Sunday, November 26, 2006

LUSTING IN TENNESSEE

Earlier this month, right after the hard drive on my home computer crashed, I went to Nashville, Tennessee, for a conference. Afterwards, my father joined me for a weekend to visit some of the area’s Civil War battlefields. That Saturday night, we headed into downtown Nashville for the early show of the Grand Ol’ Opry, where it crossed my mind that Garrison Keillor must have had this in mind when he created his long-enduring “Prairie Home Companion” radio show. (And indeed he had, as confirmed in an interview I happened across shortly after returning home.)

One of the battlefields we visited—Chickamauga—is in northern Georgia, just across the Tennessee border. Driving from Nashville through the colors of the forested borderland mountains took me back to southeastern Missouri, where we picked persimmons with my mother's parents in a similar vista one long ago Thanksgiving. The Civil War battlefields breathe history too, though I found myself seduced instead by the omnipresent Baptist billboards announcing all manner of saving grace and redemption. One church offered a Seven Deadly Sins weekly series from its pulpit. The sin of this, Week Three: “Avoid the Lure of Lust!”

Regional linguistic flair is enchanting, and this euphonic admonishment stayed with me all day and through dinner, where our waitress insisted we sample the restaurant’s famous bread pudding slathered with Jack Daniels whiskey sauce. Not normally enamored of bread pudding, I chose a different dessert, but the sighs of pleasure from my father were too much to ignore. One bite convinced me. Impossible to avoid the lure of this lusty bread pudding!

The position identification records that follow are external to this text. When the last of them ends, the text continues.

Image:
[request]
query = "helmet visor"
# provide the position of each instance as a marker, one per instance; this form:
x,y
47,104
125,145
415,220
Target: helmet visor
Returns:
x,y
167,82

Below are approximate recipes for the pudding and a sauce, adapted from the waitress’s orally rendered version, from Betty Crocker, and from a must-have regional desserts cookbook by Richard Sax called
Classic Home Desserts (Chapters Publishing, 1994). Unlike many recipes for bread pudding, the pudding that lured us in Nashville relies on day-old sweet rolls instead of bread as the base. You can easily double the pudding and sauce recipes if you want a larger amount.

BREAD PUDDING

4 cups cubed day-old sweet rolls, sugar doughnuts, croissants, and/or raisin bread
1-1/2 cups milk
1 cup heavy cream
4 eggs
½ cup brown sugar
½ cup white sugar
¾ teaspoon ground cinnamon
1 tablespoon vanilla
¼ teaspoon salt

1) Put the cubed sweet rolls in an 8 x 8 pan and set aside. Heat the milk and cream in a large saucepan until hot.
2) In a large bowl, combine the eggs, sugars, cinnamon, vanilla, and salt. Slowly whisk in the hot milk.
3) Pour the hot egg-milk mixture over the sweet rolls and let stand for 15-20 minutes to allow the rolls to absorb the liquid.
4) Meanwhile, preheat the oven to 350 degrees. Bake the pudding until the custard is set but not too dry (about 40 minutes). Make the whiskey sauce while the pudding is cooling outside the oven.

Serves about 6 people.


WHISKEY SAUCE*

½ cup sugar
1 egg
½ cup unsalted butter, melted
¼ cup whiskey (Jack Daniels is the whiskey of choice in Nashville, where this whiskey is made; you can use any whiskey or bourbon to your liking)

1) Whisk the sugar and egg together in a double boiler until warm and a little fluffy.
2) Whisk in the melted butter and add the whiskey. Pour the warm sauce over servings of warm bread pudding.

*If this recipe doesn’t appeal, you can also make a classic hard sauce and add whiskey or bourbon to that recipe. Or, you can make crème anglaise and flavor it with bourbon or whiskey. Any such butter-based sauce will be excellent over the pudding.